3. Prioritize the warm-up. Stretching and warming up helps prepare the body for aerobic activity. It gradually activates the cardiovascular system by raising the body temperature and increasing blood flow to the muscles. Stretching before playing can reduce soreness and lessen the risk of injury.
4. Gear up. Athletes need to wear appropriate protective gear during practices and games. Shin guards for soccer players, kneepads for volleyball players, a hard-shell helmet for batters, and helmets and pads for ice hockey and football players. These precautions will prevent unnecessary injuries and concussions.
5. Stay hydrated. During these warm late summer practices and games, it's easy to forget to drink enough and get dehydrated. Athletes should be taking regular water breaks and drinking water or an electrolyte sports drink before, during, and after exertion. Pssst, they should be doing this even after the weather gets cooler, too!
6. Listen to your body. Yes, it is important to be at practice and show the coach that you're dedicated. No, it doesn't help anyone if that dedication leads to an injuiry that ends your season. Kids need to know when to take it easy. They should be reminded that they shouldn't practice or play a game when they're exhausted or in pain. "Allow your child to listen to their own body when it says it needs rest and relaxation," says Dr. Greenlee.
7. Know when to ask for help. If your child is experiencing persistent pain that interferes with movement, or if they have excessive swelling, bruising, or bleeding that doesn't improve, it's time to schedule an appointment to have their injury evaluated, says Dr. Salob.

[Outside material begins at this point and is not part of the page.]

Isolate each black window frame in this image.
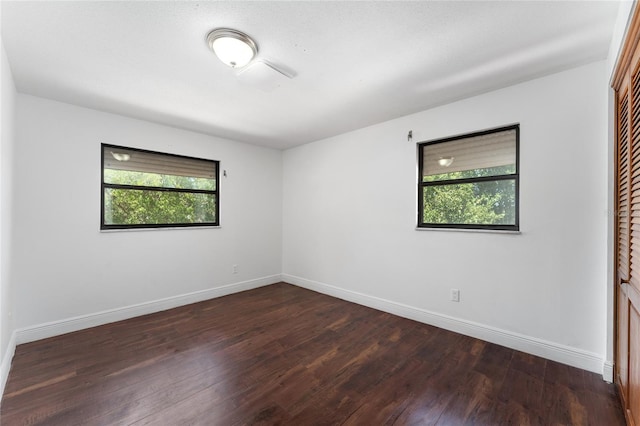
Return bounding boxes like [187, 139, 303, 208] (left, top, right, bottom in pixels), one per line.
[417, 123, 520, 231]
[100, 143, 220, 230]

Dr. Salob and Dr. Greenlee see patients at Englewood Orthopedic Associates, located on South Van Brunt Street in Englewood, NJ. The Englewood Health Physician Network also has orthopedic offices in Paramus, Cliffside Park, Jersey City, and Fair Lawn. For more information or to find a doctor or make an appointment, visit: englewoodhealth.org/appointments. Alright, now get out there and play ball!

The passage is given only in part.